In terms of the maneuverability of the robot, the experimental results show lower values than the designed robot velocity of 30.464 mm/s. The decrease stems from the colon characteristics and the safety component. The gastrointestinal wall is weak and deformable, and it is slippery in a different manner than general pipes. In detail, the submucosa layer is more easily elongated than other layers such as the mucosa, muscular, and serosa [34]. Although the driving component of the robotic colonoscope realizes clear contact with the mucosa, elongation of the submucosa causes the robot to slip, and stroke loss is incurred. In addition, the mucous secretion makes the internal wall slippery. Therefore, the decrease in speed might be directly connected to the lack of clear contact between the colon wall and the driving components [35]. Clearly, the robotic colonoscope experiences difficulty in advancing in the real colon. Moreover, in the case of the inclining path, the robot cannot avoid slipping in the colon because of the gravitational forces.

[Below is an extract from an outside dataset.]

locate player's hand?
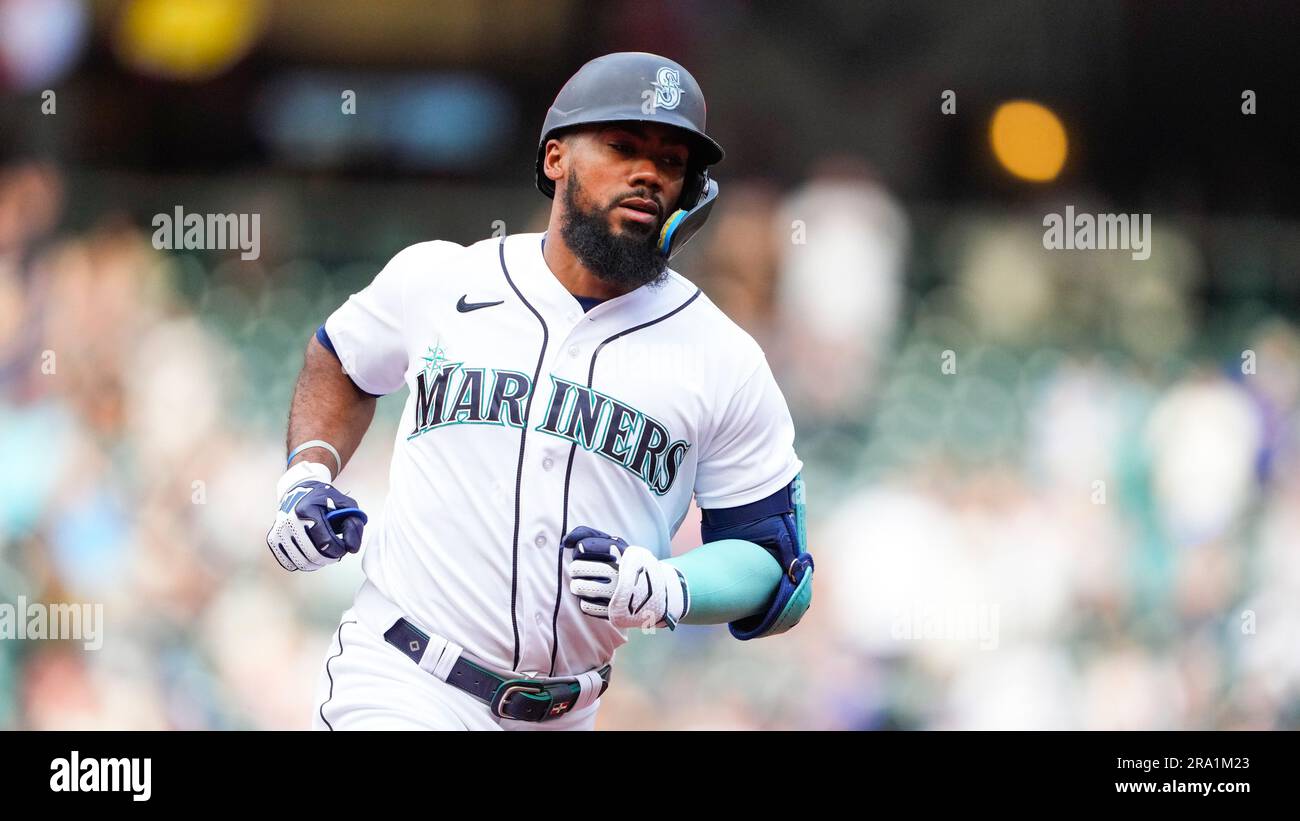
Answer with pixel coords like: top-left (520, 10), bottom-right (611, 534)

Second, the deformation of the silicone leg-end tip results in stroke loss, which leads to a decrease in robot velocity. For example, for the 30° inclining path, the robot velocity is reduced by more than half compared to the velocity of 18.77 ± 3.42 mm/s in the previous study [23]. In that case, the sharp leg-end tip achieved clear strokes based on the exact support between the colon walls. However, in this study, the leg covered with silicone in the proposed robot is deformed, and this causes slips in the lumen, which is linked directly to the stroke loss. Nevertheless, the simplified structure and effective mechanism-based robotic colonoscope system achieves better mobile performance (9.552 ± 1.940 mm/s) than reported robotic colonoscopes, as shown in Table 3. Even the worst case (5.091 ± 0.643 mm/s for the 60° inclining path) is faster than any other reported results. Conclusively, the robot achieves higher levels of safety based on the successful safety analysis and locomotion tests using the porcine colon, and it simultaneously retains high maneuverability.

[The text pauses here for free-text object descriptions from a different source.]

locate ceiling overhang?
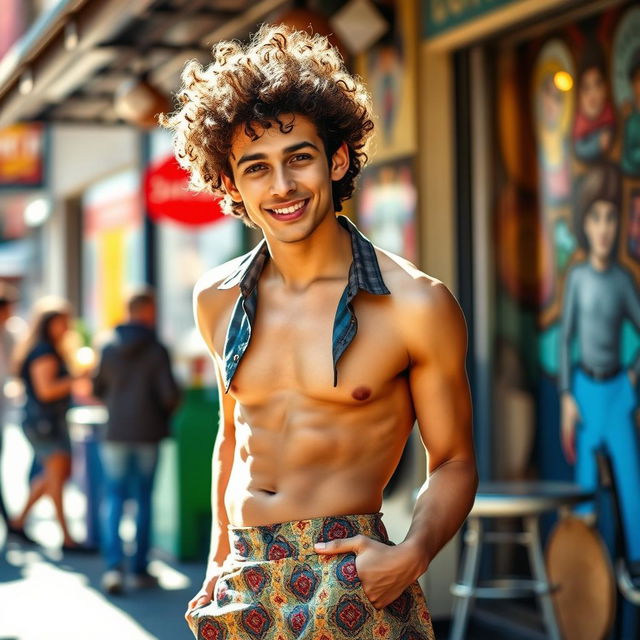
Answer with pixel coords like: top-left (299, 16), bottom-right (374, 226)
top-left (0, 0), bottom-right (293, 127)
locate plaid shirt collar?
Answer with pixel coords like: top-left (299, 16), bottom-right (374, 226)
top-left (217, 215), bottom-right (390, 298)
top-left (217, 215), bottom-right (389, 390)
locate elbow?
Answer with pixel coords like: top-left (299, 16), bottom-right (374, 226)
top-left (35, 389), bottom-right (59, 403)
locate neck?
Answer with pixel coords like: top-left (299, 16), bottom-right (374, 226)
top-left (589, 253), bottom-right (611, 271)
top-left (263, 214), bottom-right (352, 290)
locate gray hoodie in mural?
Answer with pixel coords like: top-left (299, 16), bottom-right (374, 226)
top-left (560, 261), bottom-right (640, 393)
top-left (93, 323), bottom-right (180, 443)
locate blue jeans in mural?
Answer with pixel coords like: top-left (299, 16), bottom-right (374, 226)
top-left (573, 368), bottom-right (640, 561)
top-left (100, 442), bottom-right (159, 574)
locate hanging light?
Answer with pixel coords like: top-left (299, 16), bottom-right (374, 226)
top-left (114, 75), bottom-right (171, 129)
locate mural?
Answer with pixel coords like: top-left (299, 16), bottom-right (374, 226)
top-left (560, 162), bottom-right (640, 563)
top-left (492, 2), bottom-right (640, 568)
top-left (355, 0), bottom-right (418, 164)
top-left (357, 157), bottom-right (418, 263)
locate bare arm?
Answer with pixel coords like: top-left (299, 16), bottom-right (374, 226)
top-left (316, 278), bottom-right (477, 608)
top-left (401, 280), bottom-right (477, 572)
top-left (186, 277), bottom-right (236, 616)
top-left (30, 355), bottom-right (73, 402)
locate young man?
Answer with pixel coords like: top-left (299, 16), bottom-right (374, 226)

Table 3 Reported maximum velocities of robotic colonoscopes

Conclusion

This paper presents a reel mechanism-based robotic colonoscope which realizes high maneuverability as well as improves patient safety. The proposed mechanism is more effective than reported robotic colonoscopes due to its simplified structure and power transmission method, which uses a Bowden cable with a high-capacity motor that is external to the body. In order to provide safety while keeping high maneuverability, the robot’s legs are covered with silicone. As a result, the static and dynamic forces acting on the colon by the legs are 0.611 kgf with a deformation of 1.5 mm and 0.237 kgf, respectively, which are much less than the burst force of a human colon. In addition, maneuverability is evaluated under various environments mimicking the configurations of the human colon to investigate locomotion loss since the silicone covering the legs has a soft, slippery surface compared to steel. The robot equipped with the silicone-covered legs moves at 9.552 ± 1.940 mm/s on the flat path, 7.140 ± 1.355 at 30° and 5.091 ± 0.643 mm/s at 60°. Consequently, the proposed robotic colonoscope is still faster than any other reported robotic colonoscopes. Conclusively, we are able to enhance safety while keeping high maneuverability by employing a reel mechanism and silicone-covered legs.